Simplified In-Database Machine Learning with SAP HANA
SAP HANA 2.0 SPS02 introduces new predictive and machine learning procedures
SAP HANA provides native in-memory capabilities for predictive analytics and machine learning executing at unprecedented speeds directly inside the database. In combination with other advanced processing capabilities like spatial, text or graph analysis SAP HANA inherently enables multi-modal analysis scenarios.
The SAP HANA predictive analytics library (PAL) includes over 90 algorithms for scenarios like cluster analysis, outlier detection, classification and regression analysis, association analysis, link prediction and recommendation analysis along with many statistical and data preparation algorithms.
The use of the PAL allows you to bring and apply predictive and machine learning algorithms to where the data is stored; in contrast to standalone, dedicated machine learning platforms, where data first has to be copied and moved out of the database in order to gain and apply any value from advanced analytics. You can then execute predictive analysis or apply predictions with trained models as a part of any database transactions, co-located with your application database-layer such as S/4HANA, BW on HANA or any other SAP- or custom application running on SAP HANA. With the use of PAL you can build and run smarter applications directly on SAP HANA.
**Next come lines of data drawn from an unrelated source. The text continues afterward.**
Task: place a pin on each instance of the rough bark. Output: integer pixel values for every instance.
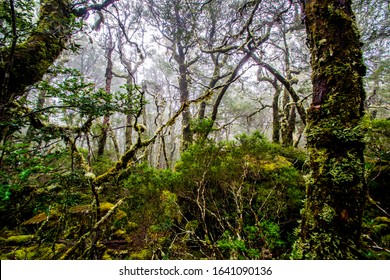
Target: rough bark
(109, 76)
(336, 191)
(25, 63)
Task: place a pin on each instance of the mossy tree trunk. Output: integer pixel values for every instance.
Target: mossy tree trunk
(109, 75)
(25, 63)
(336, 190)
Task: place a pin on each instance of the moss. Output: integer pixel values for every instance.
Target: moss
(19, 239)
(336, 190)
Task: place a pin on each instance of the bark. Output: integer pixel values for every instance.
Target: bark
(25, 63)
(336, 190)
(275, 113)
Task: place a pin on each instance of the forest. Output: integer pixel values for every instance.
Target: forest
(195, 130)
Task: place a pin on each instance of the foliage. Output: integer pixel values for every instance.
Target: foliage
(237, 199)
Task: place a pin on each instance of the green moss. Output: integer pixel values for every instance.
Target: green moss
(19, 239)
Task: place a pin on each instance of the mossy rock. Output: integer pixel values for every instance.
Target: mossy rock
(35, 252)
(19, 239)
(104, 208)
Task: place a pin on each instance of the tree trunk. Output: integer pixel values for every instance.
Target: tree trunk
(336, 190)
(275, 113)
(109, 75)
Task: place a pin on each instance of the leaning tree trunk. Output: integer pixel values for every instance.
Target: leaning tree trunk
(109, 76)
(336, 190)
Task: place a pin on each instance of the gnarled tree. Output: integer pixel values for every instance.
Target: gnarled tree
(336, 190)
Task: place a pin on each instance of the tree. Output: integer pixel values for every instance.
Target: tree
(336, 190)
(25, 62)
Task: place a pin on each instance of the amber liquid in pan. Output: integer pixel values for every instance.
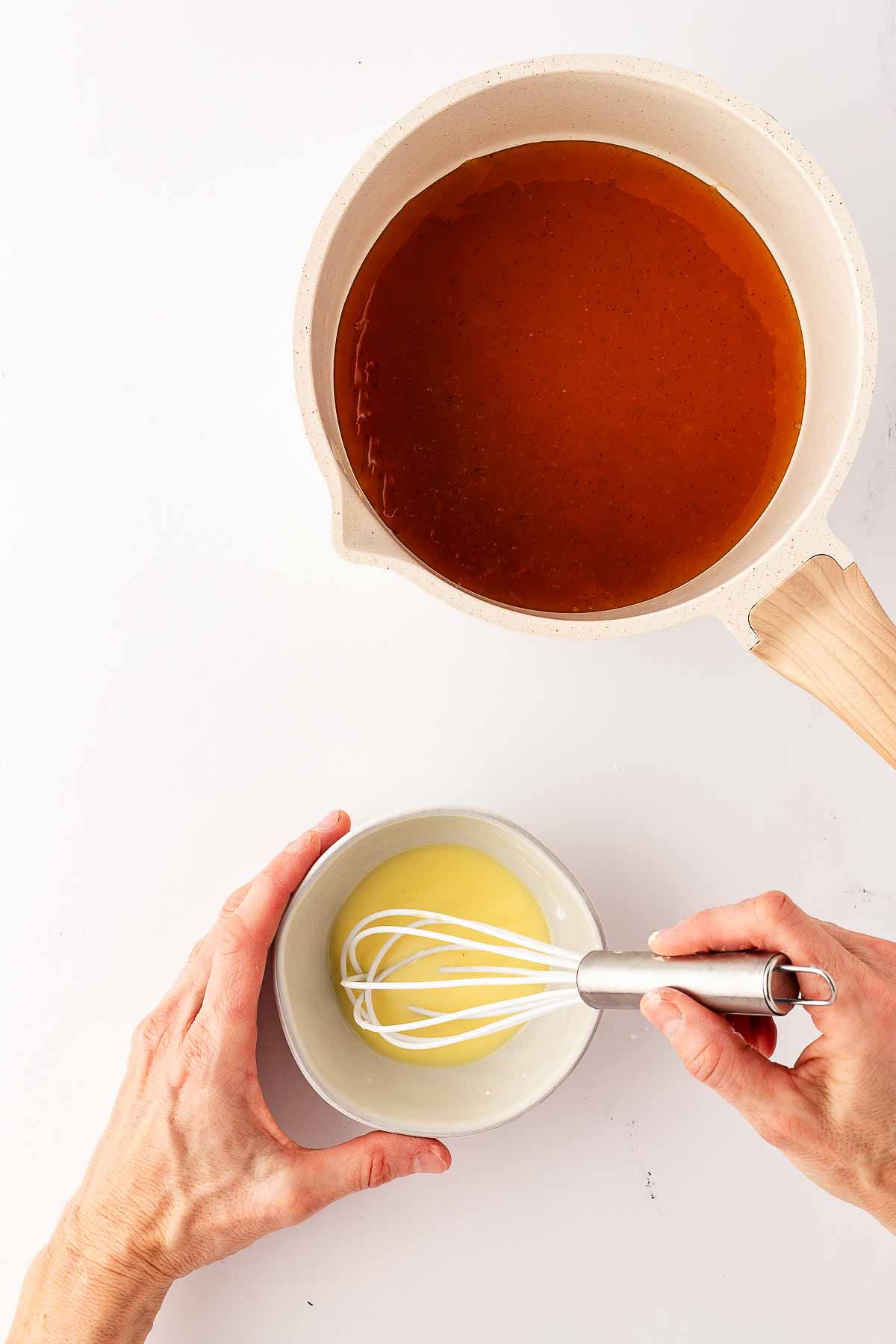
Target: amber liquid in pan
(568, 376)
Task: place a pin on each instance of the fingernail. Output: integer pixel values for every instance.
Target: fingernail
(304, 841)
(329, 820)
(662, 1012)
(430, 1163)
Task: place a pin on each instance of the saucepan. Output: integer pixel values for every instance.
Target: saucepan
(788, 591)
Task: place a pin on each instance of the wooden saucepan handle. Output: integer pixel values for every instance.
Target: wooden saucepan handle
(824, 629)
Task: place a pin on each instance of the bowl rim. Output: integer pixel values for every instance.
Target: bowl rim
(284, 1009)
(732, 598)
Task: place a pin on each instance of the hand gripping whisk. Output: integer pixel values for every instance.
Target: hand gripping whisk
(754, 983)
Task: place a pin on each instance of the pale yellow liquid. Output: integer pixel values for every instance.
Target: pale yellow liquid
(455, 880)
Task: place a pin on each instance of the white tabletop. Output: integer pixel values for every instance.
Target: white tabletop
(191, 676)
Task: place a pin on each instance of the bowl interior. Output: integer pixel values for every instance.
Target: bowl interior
(679, 117)
(408, 1098)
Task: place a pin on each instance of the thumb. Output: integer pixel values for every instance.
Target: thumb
(327, 1174)
(718, 1055)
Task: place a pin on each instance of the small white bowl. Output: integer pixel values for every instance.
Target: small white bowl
(408, 1098)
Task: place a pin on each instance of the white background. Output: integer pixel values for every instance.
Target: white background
(191, 676)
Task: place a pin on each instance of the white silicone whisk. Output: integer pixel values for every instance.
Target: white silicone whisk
(755, 983)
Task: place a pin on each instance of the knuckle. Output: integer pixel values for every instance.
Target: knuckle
(775, 909)
(195, 951)
(374, 1169)
(785, 1130)
(152, 1033)
(198, 1050)
(709, 1063)
(234, 934)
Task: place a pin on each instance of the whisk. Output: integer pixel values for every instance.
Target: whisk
(754, 983)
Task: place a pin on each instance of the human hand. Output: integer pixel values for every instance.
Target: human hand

The new release SAP HANA 2.0 SPS02 includes new algorithms and enhancements to existing functions within the predictive analytics library (see the updated documentation and roll-out sessions). Here I’d like to specifically highlight some key enhancements and new capabilities.
Highlight #1: The new PAL Procedures!
While business predictive specialists and data scientists often make use of tools like SAP Predictive Analytics to build expert predictive scenarios using the PAL algorithms in SAP HANA, database- and application developers prefer the script-based and graphical editors within the SAP WebIDE for SAP HANA. In previous releases, the script-based approach required a rather strict and tedious use of PAL functions along with well-prepared data structures and wrapper-procedures. In the past therefore programming with PAL hasn’t been perceived as really short and concise by the data scientist community.
With the new release of SAP HANA 2.0 SPS02, the script-based approach has been completely re-designed and simplified to allow a far more agile use and leverage the Predictive Analytics Library for developers and data scientists working directly on SAP HANA.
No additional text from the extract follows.